* Profit 28 cents/shr versus Wall St view 27 cents/shr
* Revenue rises 22 pct but misses estimate
* Shares fall over 3 pct after closing bell (Adds CEO comments of demand outlook)
By Steve James
NEW YORK, April 11 (Reuters) - Alcoa Inc (AA.N), the largest U.S. aluminum producer, reported a first-quarter profit that beat estimates, but its revenue missed Wall Street’s target and its shares dropped 3 percent in after-hours trading on Monday.
Revenue in the quarter rose 22 percent to $5.96 billion, helped by rising prices for aluminum and alumina -- the raw material for the metal -- but it lagged the Wall Street forecast of $6.08 billion.
Also, Alcoa’s output of alumina, or aluminum oxide, used in the production of aluminum metal, dipped slightly in the first quarter to 4.0 million metric tons from 4.2 million in the fourth quarter of 2010.
The company’s shares, which have risen almost 40 percent in the last six months, fell 3.4 percent to $17.17 in after-hours trading on the New York Stock Exchange.
“Alcoa’s had a big run, so I don’t think you’re going to see a lot of upside from this number,” said Stephen Massocca, managing director at Wedbush Morgan in San Francisco.
“What’s really going to worry the market is top-line growth,” said Alan Lancz, president of the Alan B. Lancz & Associates investment advisory firm in Toledo, Ohio.
"They've really improved margins as much as they can, and if you don't get the top-line growth now or it doesn't meet expectations, that leaves the market vulnerable." (For a graphic on Alcoa's earnings click on r.reuters.com/sub98r)
Chairman and Chief Executive Officer Klaus Kleinfeld told Wall Street analysts the company still expected global aluminum demand to grow by 12 percent this year with some industrial sectors, such as heavy trucks, growing even more.
“We expect the aerospace market to grow 7 percent in 2011 -- that’s actually up 1 percent from our previous estimate,” he said, adding it was driven by Boeing and Airbus having a production backlog of six years.
For the automotive sector, Kleinfeld said: “If the recovery continues to be strong, we expect overall on a global basis growth between 5 percent to 11 percent.”
For heavy trucks and trailers, Alcoa has increased its growth estimate to a range of 5 percent to 10 percent and for North America, Kleinfeld said he was projecting truck and trailer growth at the rate of 45 percent to 50 percent this year.

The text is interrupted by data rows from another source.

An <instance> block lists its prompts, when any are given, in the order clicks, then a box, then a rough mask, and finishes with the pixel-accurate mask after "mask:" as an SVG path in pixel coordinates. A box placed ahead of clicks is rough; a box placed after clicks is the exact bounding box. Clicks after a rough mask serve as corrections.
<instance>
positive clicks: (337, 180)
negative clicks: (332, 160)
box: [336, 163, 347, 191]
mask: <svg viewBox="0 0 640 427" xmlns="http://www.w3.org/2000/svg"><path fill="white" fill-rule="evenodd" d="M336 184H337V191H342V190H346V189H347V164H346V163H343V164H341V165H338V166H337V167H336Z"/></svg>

The beverage can segment, he said, was expected to be flat globally, while the weakest sector is still commercial building and construction, with moderate weakness in North America and Europe despite healthy growth in China.

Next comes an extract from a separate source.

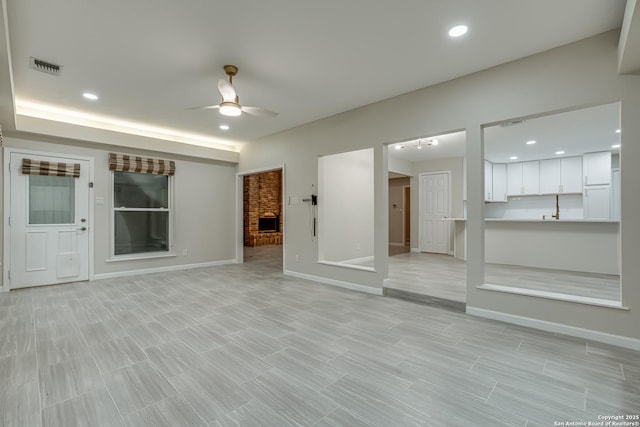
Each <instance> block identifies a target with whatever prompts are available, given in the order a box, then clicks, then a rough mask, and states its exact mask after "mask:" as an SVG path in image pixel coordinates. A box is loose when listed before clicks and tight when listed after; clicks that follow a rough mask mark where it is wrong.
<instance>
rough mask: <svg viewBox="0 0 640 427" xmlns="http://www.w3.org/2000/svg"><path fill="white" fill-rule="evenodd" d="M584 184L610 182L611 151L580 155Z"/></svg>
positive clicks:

“In North America we expect further contraction of minus 4 percent to minus 8 percent. That pretty much shows that when it comes to commercial building and construction in North America, that’s a pretty fragile market still.”

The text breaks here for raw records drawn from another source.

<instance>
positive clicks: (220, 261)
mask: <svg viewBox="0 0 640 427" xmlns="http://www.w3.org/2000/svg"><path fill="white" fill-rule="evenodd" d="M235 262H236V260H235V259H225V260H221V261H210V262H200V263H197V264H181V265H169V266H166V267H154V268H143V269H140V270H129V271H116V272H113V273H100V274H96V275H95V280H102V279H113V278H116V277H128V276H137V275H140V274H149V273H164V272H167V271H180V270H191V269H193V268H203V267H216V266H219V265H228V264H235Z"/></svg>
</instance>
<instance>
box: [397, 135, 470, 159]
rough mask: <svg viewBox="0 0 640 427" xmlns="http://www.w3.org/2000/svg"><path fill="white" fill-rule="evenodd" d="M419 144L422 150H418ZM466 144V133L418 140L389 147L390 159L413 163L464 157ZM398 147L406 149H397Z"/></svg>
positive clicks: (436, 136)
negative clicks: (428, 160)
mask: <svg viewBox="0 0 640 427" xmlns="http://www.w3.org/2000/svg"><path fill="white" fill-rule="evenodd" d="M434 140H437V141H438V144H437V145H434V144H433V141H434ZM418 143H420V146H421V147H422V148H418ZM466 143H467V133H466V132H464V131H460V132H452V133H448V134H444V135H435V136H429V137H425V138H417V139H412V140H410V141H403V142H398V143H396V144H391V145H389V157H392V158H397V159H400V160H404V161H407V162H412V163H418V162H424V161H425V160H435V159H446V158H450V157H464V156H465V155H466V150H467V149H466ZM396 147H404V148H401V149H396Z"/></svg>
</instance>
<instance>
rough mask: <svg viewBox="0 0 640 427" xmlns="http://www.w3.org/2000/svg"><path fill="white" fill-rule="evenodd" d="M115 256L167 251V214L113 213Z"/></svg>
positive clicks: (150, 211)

In its earnings release, Alcoa said income from continuing operations, excluding special items, was 28 cents a share. That topped analysts’ expectations of 27 cents a share, according to Thomson Reuters I/B/E/S.
Net first-quarter earnings were $308 million, or 27 cents per share, compared with a net loss of $201 million, or 20 cents per share in the same quarter of 2010, the Pittsburgh-based company said.
Alcoa said the improvement was driven by higher realized prices for aluminum and alumina.
The price of aluminum has climbed more than 30 percent in the past year, from around $1,990 per tonne during the first quarter of 2010. On Monday, aluminum CMAL3 jumped to $2,720 a tonne, a level last seen in August 2008, before ending down $24 at $2,689 a tonne.